Regarding nurses’ knowledge of hypothermia prevention, this study identified that male nurses had more knowledge than female nurses. This might be explained by the fact that females have additional responsibilities at home, such as taking care of children, cooking, cleaning and so on.40 As a result, they might not have the time to read books or guidelines that broaden their knowledge in the field.

This study also dictates that nurses who had BSc and master’s degrees were more likely to have good knowledge of hypothermia prevention compared with those who only had a diploma. This finding is supported by studies conducted in Iran26 and Brazil.14 This implies that educational interventions are fundamental for nurses to improve their scientific knowledge, which, in turn, increase the quality of patient care.14 Furthermore, this can be explained by the possibility that nurses with higher educational status may be exposed to different courses related to preventing hypothermia.

Nurses’ knowledge and practice were higher among nurses who received training related to hypothermia prevention compared with those who did not. This finding is supported by other studies in America,38 Brazil,41 Iran26 and Turkey.4 This can be explained by the fact that training plays an important role in improving the quality of patient care. This implies the need to promote on-site and off-site training for nurses, which is an invaluable criterion, as training is necessary to update theoretical and practical knowledge in every aspect of nursing education.40

This study also showed that nurses working in recovery units and ICUs were more likely to have good practice than those working in the emergency ward. This finding is inconsistent with the study conducted in Turkey; ICU nurses had more knowledge than nurses working in other wards, but their practice was not changing.4 The possible reason recovery and ICU nurses had better practice might be that patients admitted to recovery and ICU wards need close follow-up because of their physiological change or disturbance due to surgery or anaesthesia. So, working in two wards, the nurses perform more activities, which maintain thermoregulation. Another reason might be that the nurse-to-patient ratio is better than in other wards; the standard is in recovery, 1:2; ICU, 1:1; emergency, 1:3; and for surgical and orthopaedic wards, 1:6, in Ethiopia. The other reason might be the better availability of resources like a thermometer and warming materials. Also, most nurses in those two wards received more training than others.

In this study, nurses who were satisfied with their jobs were 2.2 times more likely to have a good level of practice than those who were not satisfied. Job satisfaction among nurses is highly important in building employee interest and efficiency, as higher job satisfaction determines better employee performance.42 Therefore, hospital administrators need to improve working environments so that nurses feel comfortable, which will result in a positive attitude toward their jobs.

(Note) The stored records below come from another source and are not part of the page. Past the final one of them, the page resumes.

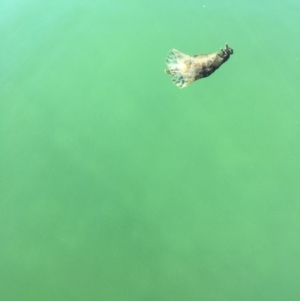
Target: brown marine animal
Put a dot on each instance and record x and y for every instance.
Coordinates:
(186, 69)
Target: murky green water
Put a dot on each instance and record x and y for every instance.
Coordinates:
(116, 185)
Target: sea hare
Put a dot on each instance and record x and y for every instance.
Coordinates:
(186, 69)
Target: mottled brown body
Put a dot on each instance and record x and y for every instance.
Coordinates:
(186, 69)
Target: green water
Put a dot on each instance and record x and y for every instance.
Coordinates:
(116, 185)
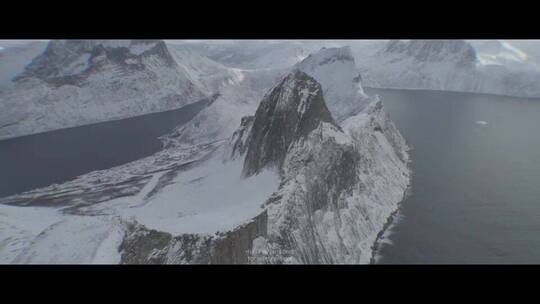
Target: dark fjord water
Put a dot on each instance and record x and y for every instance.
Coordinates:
(39, 160)
(476, 187)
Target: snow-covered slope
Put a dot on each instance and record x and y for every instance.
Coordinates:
(78, 82)
(335, 69)
(14, 58)
(451, 65)
(291, 185)
(339, 183)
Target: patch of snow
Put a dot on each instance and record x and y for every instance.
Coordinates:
(208, 198)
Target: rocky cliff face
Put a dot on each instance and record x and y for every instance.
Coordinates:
(451, 65)
(458, 52)
(290, 186)
(289, 112)
(339, 184)
(77, 82)
(335, 69)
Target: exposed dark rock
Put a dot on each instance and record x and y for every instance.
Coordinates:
(289, 112)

The other significant variable is that nurses who know about hypothermia prevention were 2.6 times more likely to have good practice than those who do not. This finding is supported by studies conducted in Nigeria43 and the textbook of Brunner and Suddarth.44 AORN guideline also supports that surgical team awareness, education and understanding of hypothermia are necessary to change how clinicians provide quality and effective patient care.35

Limitations of the study

The study findings might be prone to social desirability bias, although this was minimised through the use of self-administered questionnaires. In addition, the content validity of the questionnaires was not formally assessed by independent experts. The study results were not triangulated with findings from qualitative approaches, which could have enhanced our findings. Finally, despite being a multicentre study covering a large area, the research findings may not be generalised beyond the study setting.

Conclusion

This study revealed that the knowledge and practice of nurses on the prevention of perioperative hypothermia in the study area were inadequate compared with the recommended guidelines. Higher educational status, being male and attending training were significantly associated with good knowledge of nurses about perioperative hypothermia prevention. Concurrently, nurses’ working wards, training opportunities, job satisfaction and knowledge were the factors contributing to their good practice in preventing perioperative hypothermia.

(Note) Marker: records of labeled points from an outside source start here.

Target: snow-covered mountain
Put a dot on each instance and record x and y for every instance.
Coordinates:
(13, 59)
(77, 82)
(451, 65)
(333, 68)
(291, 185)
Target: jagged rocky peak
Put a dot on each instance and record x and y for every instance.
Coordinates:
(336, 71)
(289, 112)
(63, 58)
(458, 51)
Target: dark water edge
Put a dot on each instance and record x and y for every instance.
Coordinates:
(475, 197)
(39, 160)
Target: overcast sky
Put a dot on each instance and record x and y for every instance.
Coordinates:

Therefore, hospital and healthcare managers need to design in-service training and long-term educational opportunities to improve nurses’ knowledge and practice in the area. In addition, hospitals need to fulfil the resources such as warming materials, thermometers, and updated guidelines or protocols, and improve working environments so that nurses become safe and comfortable, resulting in a positive feeling towards their job. Furthermore, we recommend that future researchers conduct a mixed-methods study to provide sufficient evidence for policymakers.

Supplementary Material

Reviewer comments
Author's manuscript

Acknowledgments

We would like to thank the University of Gondar, College of Medicine and Health Sciences, School of Nursing. We are also grateful to the five hospital administrators for their cooperation. Finally, we thank the study participants, data collectors and supervisors for their contribution to the study.

Footnotes

Contributors: AWW conceived the study, design the work, draft the manuscript and is responsible for the overall content as guarantor. AWW, BYM, and NT participated in developing the measurement tool, proposal writing, data analysis and interpretation of the result. BYM, NT and ED review and edit the draft manuscript. All authors read and approved the final manuscript before submitting it to the journal for publication.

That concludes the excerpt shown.